Closed Upsized IPO Priced at Top-Of-Range,
Full Exercise of the Over-Allotment Nets $20.4 Million in Proceeds
Data Presented at ASCO Showed that Lead Asset
INT230-6 Prolongs Survival Alone or in Combination With
Ipilimumab in Adult Patients with Relapsed, Refractory,
Metastatic Sarcomas Compared To Synthetic Controls
INVINCIBLE Study Data Presented at ASCO Showed
INT230-6 Following One Intratumoral Dose Can Cause Immune Priming
in Historically Quiescent Breast Cancers
WESTPORT, Conn., Aug. 14,
2023 /PRNewswire/ -- Intensity Therapeutics, Inc.

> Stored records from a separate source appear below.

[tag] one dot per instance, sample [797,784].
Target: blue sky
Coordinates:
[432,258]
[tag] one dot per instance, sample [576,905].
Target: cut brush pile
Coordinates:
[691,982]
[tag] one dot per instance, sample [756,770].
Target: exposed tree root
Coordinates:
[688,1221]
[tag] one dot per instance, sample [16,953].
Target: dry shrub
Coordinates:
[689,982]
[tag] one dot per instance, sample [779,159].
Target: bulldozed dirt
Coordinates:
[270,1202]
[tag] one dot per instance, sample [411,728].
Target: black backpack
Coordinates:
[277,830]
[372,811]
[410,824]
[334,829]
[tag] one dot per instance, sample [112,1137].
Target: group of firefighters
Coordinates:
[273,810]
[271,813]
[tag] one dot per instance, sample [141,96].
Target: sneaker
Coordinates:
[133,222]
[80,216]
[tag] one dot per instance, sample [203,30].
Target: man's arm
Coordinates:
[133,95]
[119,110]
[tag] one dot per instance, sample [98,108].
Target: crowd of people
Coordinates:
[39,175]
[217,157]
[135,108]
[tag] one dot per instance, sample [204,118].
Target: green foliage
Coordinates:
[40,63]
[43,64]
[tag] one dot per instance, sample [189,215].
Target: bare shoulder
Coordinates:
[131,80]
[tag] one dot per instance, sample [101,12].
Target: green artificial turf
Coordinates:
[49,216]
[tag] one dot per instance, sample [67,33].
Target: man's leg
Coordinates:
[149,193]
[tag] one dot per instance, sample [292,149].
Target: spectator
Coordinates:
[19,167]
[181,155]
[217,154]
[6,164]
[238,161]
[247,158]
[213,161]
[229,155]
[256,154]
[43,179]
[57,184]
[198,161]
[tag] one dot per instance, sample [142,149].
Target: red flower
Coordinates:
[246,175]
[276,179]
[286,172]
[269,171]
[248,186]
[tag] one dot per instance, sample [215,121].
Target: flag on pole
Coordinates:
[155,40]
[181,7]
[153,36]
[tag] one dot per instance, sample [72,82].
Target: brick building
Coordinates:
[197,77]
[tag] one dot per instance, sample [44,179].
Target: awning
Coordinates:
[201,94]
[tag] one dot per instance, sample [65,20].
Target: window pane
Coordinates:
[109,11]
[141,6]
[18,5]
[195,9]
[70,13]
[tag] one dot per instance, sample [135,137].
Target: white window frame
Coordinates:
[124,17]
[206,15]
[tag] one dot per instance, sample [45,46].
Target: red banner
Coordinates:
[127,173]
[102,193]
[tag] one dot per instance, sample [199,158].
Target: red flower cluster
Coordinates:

(Nasdaq: INTS), a clinical-stage biotechnology company focused on
the discovery and development of proprietary, novel immune-based
intratumoral cancer therapies designed to kill tumors and increase
immune system recognition of cancers, today reported financial
results for the second quarter ended June
30, 2023, and provided a corporate update.
"The second quarter of 2023 was transformative for Intensity
Therapeutics, during which, we closed an upsized initial public
offering (IPO), priced at top-of-the-range, despite a turbulent
biotech capital market environment. The $20.5 million of net proceeds now allows us to
further the development of our lead product candidate, INT230-6,
into registration studies," stated Lewis H.
Bender, President and Chief Executive Officer of Intensity
Therapeutics. "Notably, in June, our trial investigators presented
new data at the 2023 American Society of Clinical Oncology (ASCO)
Annual Meeting from the IT-01 phase 1/2 clinical study of INT230-6,
either as monotherapy or in combination with ipilimumab in patients
with relapsed, refractory and metastatic sarcomas, as well as from
the phase 2 INVINCIBLE study of INT230-6 in presurgical breast
cancer patients. The data demonstrated that, for all sarcoma
patients receiving at least one dose of INT230-6, alone, the median
overall survival was 21.3 months, compared to the typical 7 to 10
months in historical phase 1/2 studies. As a result of this
compelling data, interest in our novel approach was especially high
among the physicians who treat sarcoma, a deadly disease in
desperate need of new therapeutic approaches. We intend to submit
an Investigational New Drug (IND) application for a phase 3 study
of INT-230-6 in soft tissue sarcoma by the end of this year.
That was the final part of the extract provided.